Science, asked by ashiwinigkp, 6 months ago

Which carbonates can the ruminants not digest easily?
b. Starch
d. Cellulose​

Answers

Answered by satyamkumar9450
0

Explanation:

b. Starch

This is your required answer.

Answered by stephen786
0

Explanation:

The ruminant digestive system uniquely qualifies ruminant animals such as cattle to efficiently use high roughage feedstuffs, including forages. Anatomy of the ruminant digestive system includes the mouth, tongue, salivary glands (producing saliva for buffering rumen pH), esophagus, fourcompartment stomach (rumen, reticulum, omasum, and abomasum), pancreas, gall bladder, small intestine (duodenum, jejunum, and ileum), and large intestine (cecum, colon, and rectum).

A ruminant uses its mouth (oral cavity) and tongue to harvest forages during grazing or to consume harvested feedstuffs. Cattle harvest forages during grazing by wrapping their tongues around the plants and then pulling to tear the forage for consumption. On average, cattle take from 25,000 to more than 40,000 prehensile bites to harvest forage while grazing each day. They typically spend more than onethird of their time grazing, one-third of their time ruminating (cud chewing), and slightly less than one-third of their time idling where they are, neither grazing nor ruminating.

The roof of the ruminant mouth is a hard/soft palate without incisors.

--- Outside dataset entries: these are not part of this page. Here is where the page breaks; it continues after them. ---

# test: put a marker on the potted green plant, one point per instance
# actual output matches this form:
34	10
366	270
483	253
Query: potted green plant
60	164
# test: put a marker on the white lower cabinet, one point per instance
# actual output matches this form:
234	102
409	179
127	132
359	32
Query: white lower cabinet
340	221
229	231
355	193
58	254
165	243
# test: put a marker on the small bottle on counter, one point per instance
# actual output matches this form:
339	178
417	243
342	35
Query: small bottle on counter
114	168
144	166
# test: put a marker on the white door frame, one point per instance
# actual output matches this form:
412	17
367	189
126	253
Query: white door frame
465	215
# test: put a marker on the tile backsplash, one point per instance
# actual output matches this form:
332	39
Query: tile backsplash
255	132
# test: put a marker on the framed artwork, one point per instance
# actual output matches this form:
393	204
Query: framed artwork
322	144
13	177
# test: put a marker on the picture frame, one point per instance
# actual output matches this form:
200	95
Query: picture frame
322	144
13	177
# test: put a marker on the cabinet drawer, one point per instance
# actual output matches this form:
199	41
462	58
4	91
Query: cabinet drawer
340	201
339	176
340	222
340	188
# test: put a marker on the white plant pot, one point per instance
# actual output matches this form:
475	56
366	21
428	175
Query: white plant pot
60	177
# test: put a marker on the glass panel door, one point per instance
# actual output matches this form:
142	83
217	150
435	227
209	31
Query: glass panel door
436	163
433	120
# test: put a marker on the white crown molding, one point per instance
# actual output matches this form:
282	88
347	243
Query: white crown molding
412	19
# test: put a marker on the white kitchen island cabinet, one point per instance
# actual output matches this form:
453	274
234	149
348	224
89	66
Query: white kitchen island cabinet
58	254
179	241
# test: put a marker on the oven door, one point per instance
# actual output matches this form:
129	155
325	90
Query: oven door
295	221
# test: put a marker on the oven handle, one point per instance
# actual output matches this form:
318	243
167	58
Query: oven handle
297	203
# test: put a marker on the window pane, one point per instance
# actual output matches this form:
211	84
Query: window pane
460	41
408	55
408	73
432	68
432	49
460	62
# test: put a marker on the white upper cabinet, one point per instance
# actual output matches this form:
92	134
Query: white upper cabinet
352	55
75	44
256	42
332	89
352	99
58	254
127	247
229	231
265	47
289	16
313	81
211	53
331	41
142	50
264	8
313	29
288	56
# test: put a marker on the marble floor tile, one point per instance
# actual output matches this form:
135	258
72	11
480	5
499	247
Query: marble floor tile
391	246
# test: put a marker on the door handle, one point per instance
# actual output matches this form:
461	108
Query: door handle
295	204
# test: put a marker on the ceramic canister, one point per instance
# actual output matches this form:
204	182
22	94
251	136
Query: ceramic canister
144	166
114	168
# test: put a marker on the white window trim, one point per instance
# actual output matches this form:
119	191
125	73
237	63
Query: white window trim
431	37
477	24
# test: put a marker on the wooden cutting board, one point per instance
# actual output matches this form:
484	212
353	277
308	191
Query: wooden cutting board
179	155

The lower jaw incisors work against this hard dental pad. The incisors of grass/roughage selectors are wide with a shovel-shaped crown, while those of concentrate selectors are narrower and chiselshaped. Premolars and molars match between upper and lower jaws. These teeth crush and grind plant material during initial chewing and rumination.

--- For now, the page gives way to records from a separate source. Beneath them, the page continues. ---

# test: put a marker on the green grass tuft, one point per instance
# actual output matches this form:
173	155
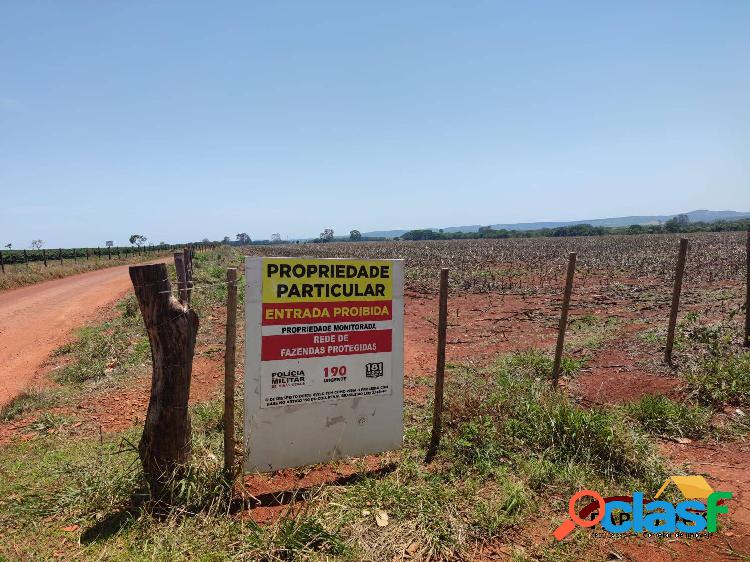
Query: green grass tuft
659	415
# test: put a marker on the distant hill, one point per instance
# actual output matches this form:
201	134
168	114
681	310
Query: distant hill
701	215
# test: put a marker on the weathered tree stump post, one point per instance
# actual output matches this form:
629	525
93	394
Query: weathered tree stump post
676	290
559	348
437	413
747	292
172	330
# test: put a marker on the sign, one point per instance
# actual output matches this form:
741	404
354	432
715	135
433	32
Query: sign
324	363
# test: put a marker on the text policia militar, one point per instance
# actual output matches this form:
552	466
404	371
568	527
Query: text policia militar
309	271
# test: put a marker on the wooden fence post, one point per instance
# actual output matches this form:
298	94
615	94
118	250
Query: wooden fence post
437	413
677	289
229	367
563	318
747	292
182	287
172	330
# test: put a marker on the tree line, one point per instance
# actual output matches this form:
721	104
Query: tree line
678	224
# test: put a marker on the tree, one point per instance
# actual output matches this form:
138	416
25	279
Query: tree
677	223
137	239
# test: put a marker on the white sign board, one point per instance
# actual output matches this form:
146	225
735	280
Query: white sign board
324	360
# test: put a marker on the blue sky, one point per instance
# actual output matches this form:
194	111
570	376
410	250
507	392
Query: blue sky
184	120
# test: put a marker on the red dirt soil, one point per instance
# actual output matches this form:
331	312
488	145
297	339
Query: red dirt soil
36	320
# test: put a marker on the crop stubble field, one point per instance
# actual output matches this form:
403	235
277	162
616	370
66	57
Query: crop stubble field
513	451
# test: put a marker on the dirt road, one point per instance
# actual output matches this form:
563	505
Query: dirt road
37	319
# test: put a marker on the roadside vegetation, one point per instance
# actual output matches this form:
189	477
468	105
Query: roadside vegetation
512	448
512	453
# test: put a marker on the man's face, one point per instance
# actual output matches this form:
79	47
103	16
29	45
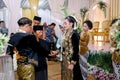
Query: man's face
38	33
27	28
35	22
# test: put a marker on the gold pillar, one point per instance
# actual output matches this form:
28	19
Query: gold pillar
114	10
32	11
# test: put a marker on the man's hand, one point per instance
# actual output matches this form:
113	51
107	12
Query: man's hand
54	53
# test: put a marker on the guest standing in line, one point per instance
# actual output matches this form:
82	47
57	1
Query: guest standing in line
84	51
41	72
3	28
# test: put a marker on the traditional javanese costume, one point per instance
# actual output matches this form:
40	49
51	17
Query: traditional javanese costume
28	50
83	54
70	45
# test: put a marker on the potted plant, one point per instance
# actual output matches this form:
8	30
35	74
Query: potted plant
102	5
83	12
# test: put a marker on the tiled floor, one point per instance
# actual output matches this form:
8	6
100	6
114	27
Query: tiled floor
54	71
54	68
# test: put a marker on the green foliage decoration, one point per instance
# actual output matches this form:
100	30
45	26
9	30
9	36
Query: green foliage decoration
101	59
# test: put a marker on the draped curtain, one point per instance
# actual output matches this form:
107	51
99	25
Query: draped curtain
14	10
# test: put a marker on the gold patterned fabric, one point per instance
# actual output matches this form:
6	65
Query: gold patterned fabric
67	54
26	71
84	40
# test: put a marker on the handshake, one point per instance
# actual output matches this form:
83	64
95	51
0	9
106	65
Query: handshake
54	53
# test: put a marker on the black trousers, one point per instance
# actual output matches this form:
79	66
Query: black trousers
77	72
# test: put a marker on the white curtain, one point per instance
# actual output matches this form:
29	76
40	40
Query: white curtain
56	13
14	10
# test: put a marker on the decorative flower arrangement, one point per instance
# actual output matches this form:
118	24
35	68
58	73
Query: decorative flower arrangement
83	12
3	42
102	5
100	74
101	59
66	13
117	35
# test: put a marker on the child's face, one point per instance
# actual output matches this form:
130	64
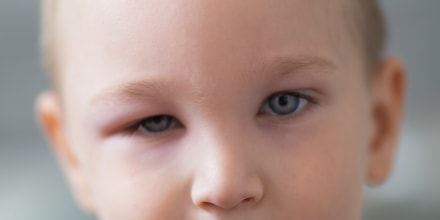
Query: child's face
214	109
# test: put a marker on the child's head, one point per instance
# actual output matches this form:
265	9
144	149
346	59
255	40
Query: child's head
202	109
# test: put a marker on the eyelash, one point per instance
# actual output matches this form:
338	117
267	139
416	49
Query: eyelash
137	126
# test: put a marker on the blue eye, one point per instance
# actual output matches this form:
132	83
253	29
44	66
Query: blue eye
284	104
157	124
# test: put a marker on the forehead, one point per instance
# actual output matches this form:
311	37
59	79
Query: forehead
121	41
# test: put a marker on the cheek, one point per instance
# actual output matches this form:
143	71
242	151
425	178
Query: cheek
130	183
324	165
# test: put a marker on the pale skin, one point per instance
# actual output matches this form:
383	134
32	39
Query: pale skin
213	66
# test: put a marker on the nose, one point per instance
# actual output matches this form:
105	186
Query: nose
226	179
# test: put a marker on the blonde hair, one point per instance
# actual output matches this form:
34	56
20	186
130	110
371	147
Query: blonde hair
365	18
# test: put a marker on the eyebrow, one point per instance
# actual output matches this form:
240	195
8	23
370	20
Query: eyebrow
302	64
280	67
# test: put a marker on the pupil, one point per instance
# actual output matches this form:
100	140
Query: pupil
158	120
283	100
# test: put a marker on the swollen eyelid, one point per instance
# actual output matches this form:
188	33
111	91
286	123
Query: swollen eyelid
284	104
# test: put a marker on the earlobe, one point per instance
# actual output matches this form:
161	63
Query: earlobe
49	116
388	94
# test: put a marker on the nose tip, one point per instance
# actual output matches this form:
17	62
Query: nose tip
227	194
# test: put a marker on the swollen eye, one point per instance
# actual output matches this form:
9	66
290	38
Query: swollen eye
158	123
284	104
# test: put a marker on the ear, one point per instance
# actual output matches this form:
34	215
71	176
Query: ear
388	93
49	116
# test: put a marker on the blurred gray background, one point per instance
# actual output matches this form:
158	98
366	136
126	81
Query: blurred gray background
31	184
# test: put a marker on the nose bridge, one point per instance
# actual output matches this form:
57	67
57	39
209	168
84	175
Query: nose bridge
227	174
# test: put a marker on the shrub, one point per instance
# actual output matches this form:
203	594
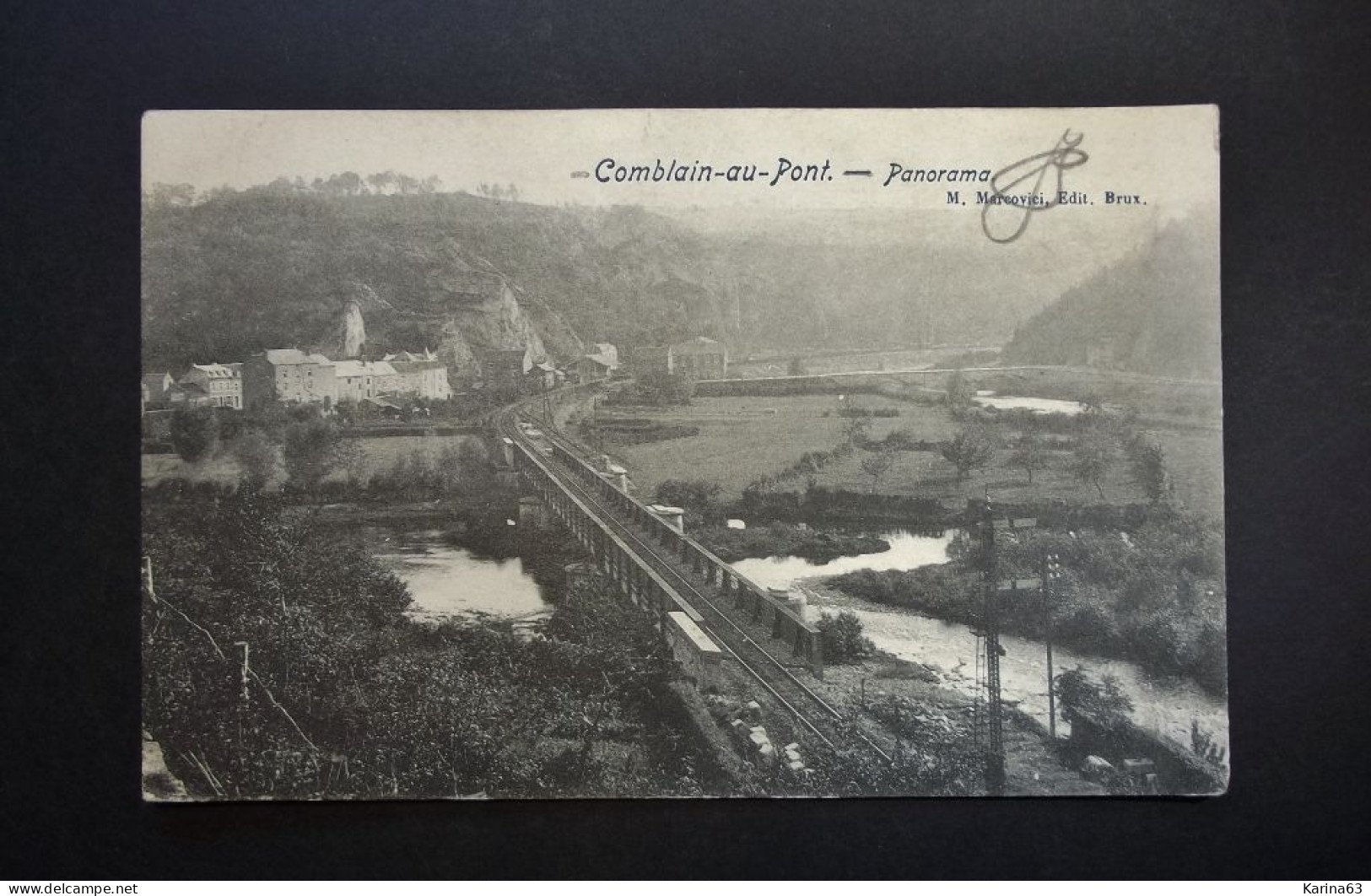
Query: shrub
193	432
842	637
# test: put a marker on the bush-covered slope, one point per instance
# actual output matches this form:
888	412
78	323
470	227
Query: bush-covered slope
1155	311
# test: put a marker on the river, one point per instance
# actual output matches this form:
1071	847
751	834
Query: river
1163	706
453	582
1042	406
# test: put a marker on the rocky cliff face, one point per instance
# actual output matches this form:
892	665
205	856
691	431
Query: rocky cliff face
351	332
484	318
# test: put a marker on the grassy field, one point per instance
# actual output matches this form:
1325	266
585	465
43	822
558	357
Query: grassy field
746	437
221	467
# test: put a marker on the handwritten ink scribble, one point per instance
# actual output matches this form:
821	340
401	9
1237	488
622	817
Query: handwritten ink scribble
1016	208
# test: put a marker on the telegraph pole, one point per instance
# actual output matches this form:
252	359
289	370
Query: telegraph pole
1050	570
994	706
994	728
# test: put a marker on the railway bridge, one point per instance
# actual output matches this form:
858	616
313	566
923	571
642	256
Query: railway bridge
643	549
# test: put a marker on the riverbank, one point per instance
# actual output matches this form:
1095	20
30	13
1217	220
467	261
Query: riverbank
1166	707
783	538
920	720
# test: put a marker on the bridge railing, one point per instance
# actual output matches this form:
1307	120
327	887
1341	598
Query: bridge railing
763	608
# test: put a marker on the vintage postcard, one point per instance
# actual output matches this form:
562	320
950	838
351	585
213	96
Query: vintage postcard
682	452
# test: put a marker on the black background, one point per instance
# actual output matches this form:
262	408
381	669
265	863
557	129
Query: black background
1289	79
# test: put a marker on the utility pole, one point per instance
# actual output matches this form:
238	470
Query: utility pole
243	709
994	729
1050	570
990	623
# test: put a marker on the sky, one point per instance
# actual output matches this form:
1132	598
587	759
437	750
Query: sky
1166	155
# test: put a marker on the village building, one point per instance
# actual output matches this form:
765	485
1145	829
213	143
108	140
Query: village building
157	389
542	377
649	359
359	380
418	375
289	375
504	369
699	358
213	386
599	364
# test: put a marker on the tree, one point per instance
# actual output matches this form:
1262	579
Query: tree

Saliva aids in chewing and swallowing, contains enzymes for breakdown of fat (salivary lipase) and starch (salivary amylase), and is involved in nitrogen recycling to the rumen. Saliva’s most important function is to buffer pH levels in the reticulum and rumen. A mature cow produces up to 50 quarts of saliva per day, but this varies, depending on the amount of time spent chewing feed, because that stimulates saliva production.

Forage and feed mixes with saliva containing sodium, potassium, phosphate, bicarbonate, and urea when consumed, to form a bolus. That bolus then moves from the mouth to the reticulum through a tube-like passage called the esophagus. Muscle contractions and pressure differences carry these substances down the esophagus to the reticulum.

Ruminants eat rapidly, swallowing much of their feedstuffs without chewing it sufficiently (< 1.5 inches). The esophagus functions bidirectionally in ruminants, allowing them to regurgitate their cud for further chewing, if necessary. The process of rumination or “chewing the cud” is where forage and other feedstuffs are forced back to the mouth for further chewing and mixing with saliva. This cud is then swallowed again and passed into the reticulum. Then the solid portion slowly moves into the rumen for fermentation, while most of the liquid portion rapidly moves from the reticulorumen into the omasum and then abomasum. The solid portion left behind in the rumen typically remains for up to 48 hours and forms a dense mat in the rumen, where microbes can use the fibrous feedstuffs to make precursors for energy.

True ruminants, such as cattle, sheep, goats, deer, and antelope, have one stomach with four compartments: the rumen, reticulum, omasum, and abomasums. The ruminant stomach occupies almost 75 percent of the abdominal cavity, filling nearly all of the left side and extending significantly into the right side. The relative size of the four compartments is as follows: the rumen and reticulum comprise 84 percent of the volume of the total stomach, the omasum 12 percent, and the abomasum 4 percent. The rumen is the largest stomach compartment, holding up to 40 gallons in a mature cow.

The reticulum holds approximately 5 gallons in the mature cow. Typically, the rumen and reticulum are considered one organ because they have similar functions and are separated only by a small muscular fold of tissue. They are collectively referred to as the reticulorumen. The omasum and abomasum hold up to 15 and 7 gallons, respectively, in the mature cow.